Et la porosité avec la droite est si forte que la base des
partis traditionnels n'est pas si intransigeante avec le FN que leurs
responsables politiques. Le Pen alterne entre "dérapages verbaux"
et victimisation. Le socle idéologique du FN se structure avec
la contribution de brillants théoriciens comme Mégret,
Blot et Le Gallou. Ce dernier invente le concept de "préférence
nationale" dans lequel il va justifier toute l'idéologie lepéniste
basée sur la discrimination systématique des immigrés,
l'inégalité des races, le corporatisme, l'inégalité
entre les femmes et les hommes, la fermeture des frontières,
etc
Mais
il y a un débat interne sur la stratégie. Si Le Pen,
fidèle à la tradition de la droite révolutionnaire
"attend son heure", voulant prendre seul le pouvoir, Mégret
s'approprie une pensée gramscienne mal digérée.
Il veut conquérir le pouvoir culturel (dominer les référents
de la pensée) pour conquérir le pouvoir politique. Par
ailleurs, si Le Pen surfe opportunément sur le "ni droite ni
gauche", Mégret, lui, a choisi son camp et il est de droite.

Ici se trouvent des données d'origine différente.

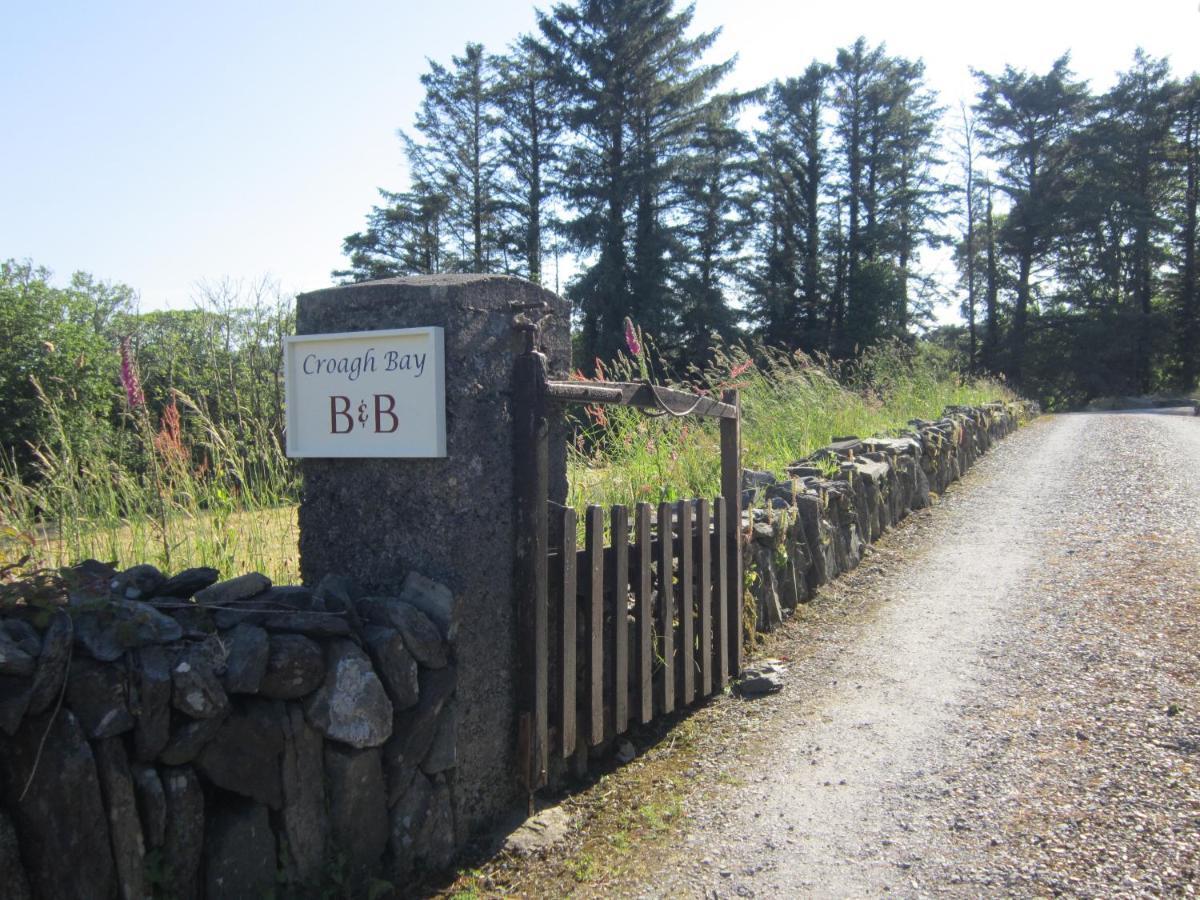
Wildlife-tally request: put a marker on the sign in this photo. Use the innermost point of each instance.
(366, 394)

Il veut conquérir le pouvoir en s'alliant avec la droite. L'avènement
du premier gouvernement d'Alliance nationale de Berlusconi en 1994
avec le soutien l'extrême droite. Ces deux stratégies
s'opposent et provoquent une scission au début de l'année
1999 entraînant déclin relatif du FN. Mais si sa dynamique
s'est brisée, le FN reste, dans les représentations,
le parti de la peur, du repli sur soi et de la discrimination. C'est
ainsi que, excités par les discours de la droite sur l'insécurité,
perplexes quant à l'avenir, beaucoup de Français ont
porté Le Pen en deuxième position lors de l'élection
présidentielle le 21 avril.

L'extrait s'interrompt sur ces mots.